Маленков, которого многие за рубежом считали возможным преемником Сталина, был, похоже, вполне доволен работой в составе коллектива. Сын Хрущева Сергей позже сформулировал это как недостаток: Маленков «никогда ничем не руководил, он всегда служил при ком-то»[815]: сначала Сталину, потом Берии, а затем Хрущеву, не говоря уже о том, что дома им управляла волевая жена Валерия. Человеком, который, напротив, инстинктивно чувствовал, что у него есть задатки лидера, был отец Сергея, Никита Хрущев. Хрущев не был доволен растущей популярностью Маленкова, которого любили за то, что он облегчил экономическое бремя крестьянства и добился увеличения производства потребительских товаров для жителей городов. На второй год после смерти Сталина напряженность в отношениях между Маленковым и Хрущевым усилилась. Личные отношения, которые раньше были хорошими, ухудшились из-за оскорбительного, снисходительного тона, с которым Хрущев теперь разговаривал с Маленковым, что вызывало неловкость даже у его собственной жены и сына. Конфликт между ними, главным образом инициированный Хрущевым, чувствовался не только в Президиуме, но и мог быть угадан внимательными читателями газет, поскольку Хрущев начал публично противоречить Маленкову по таким вопросам, как ядерная война (Маленков считал, что она немыслима, а по мнению Хрущева, социалистический блок сможет в ней выжить), хотя имя Маленкова при этом публично не упоминалось. Молотов и Каганович, которые не любили Маленкова, подозревали его в отсутствии преданности идеям социализма и считали, что Хрущев — лучший социалист, пусть у него и не такие хорошие манеры. Они поддерживали этот конфликт, склоняясь в пользу Хрущева[816].

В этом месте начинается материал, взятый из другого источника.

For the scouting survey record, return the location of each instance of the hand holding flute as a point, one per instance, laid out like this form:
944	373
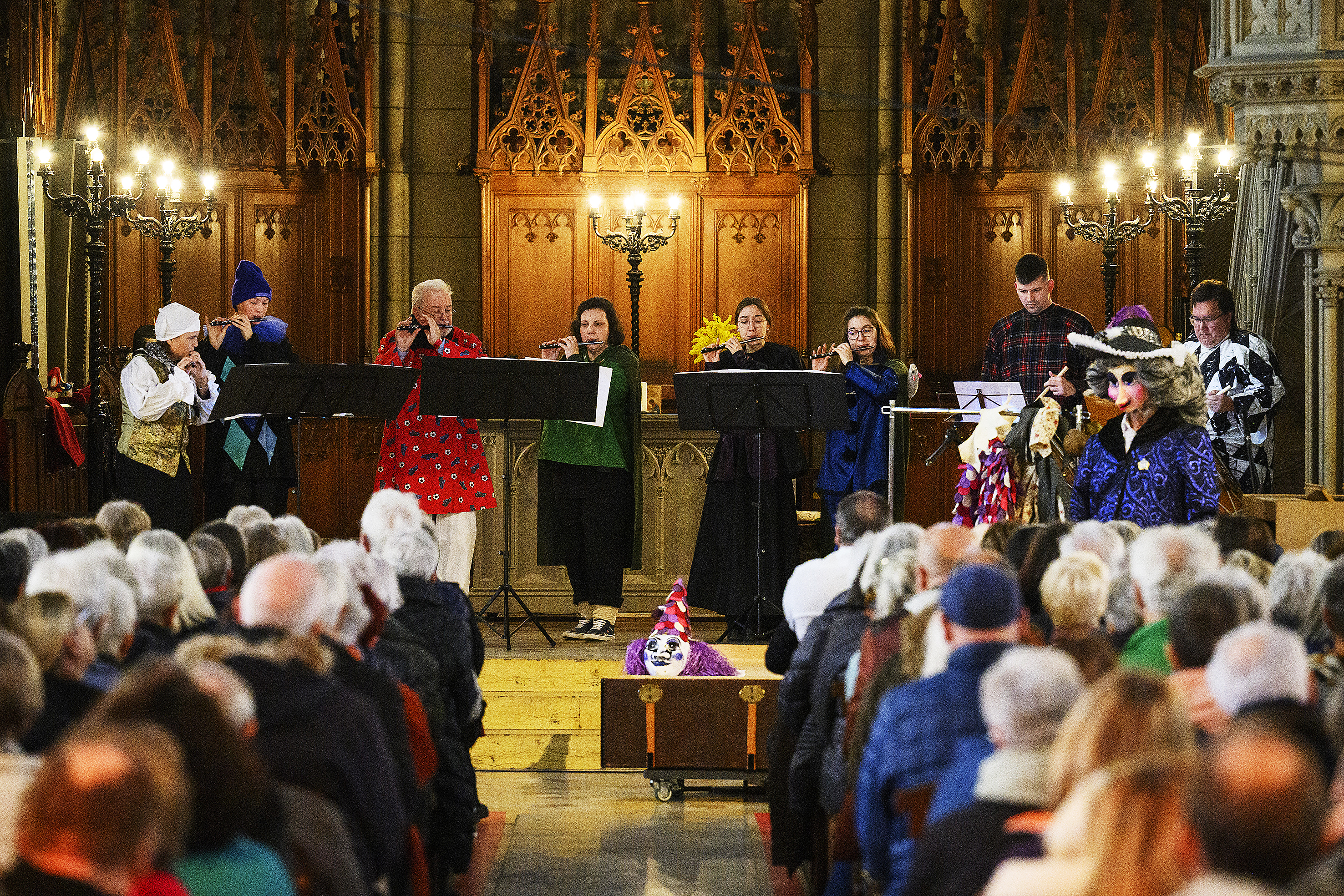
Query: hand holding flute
563	347
217	328
411	328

В конце концов в январе 1955 года Маленкова заставили уйти в отставку с поста премьер-министра. Его обвиняли в том, что у него были близкие отношения с Берией, а также в том, что, обещая увеличить производство потребительских товаров, он зарабатывал себе «дешевую» популярность. «Мы не сомневаемся в честности товарища Маленкова, — сказал Хрущев на пленуме ЦК, — но я очень сомневаюсь в его возможностях проведения твердой линии: у него нет твердого характера, хребта не хватает»[817]. Что, если ему придется вести переговоры с хитрым капиталистом, таким как британский премьер-министр Уинстон Черчилль? (Черчилль перед тем несколько раз намекал, что хотел бы получить приглашение в Москву, чтобы встретиться с новым премьером.) Маленков с его мягким характером может просто все ему сдать. Молотов и Каганович согласились, что Маленков оказался не на высоте. Тем не менее тот факт, что его заменил Булганин, который наверняка еще менее подходил для переговоров с хитрым Черчиллем, чем Маленков, говорит о том, что реальной причиной было не это. Маленкова не исключили из Президиума, а его новая должность министра электростанций была, по крайней мере, в Москве (и по его старой инженерной специальности). И все же, по словам сына, это был один из худших периодов его жизни[818].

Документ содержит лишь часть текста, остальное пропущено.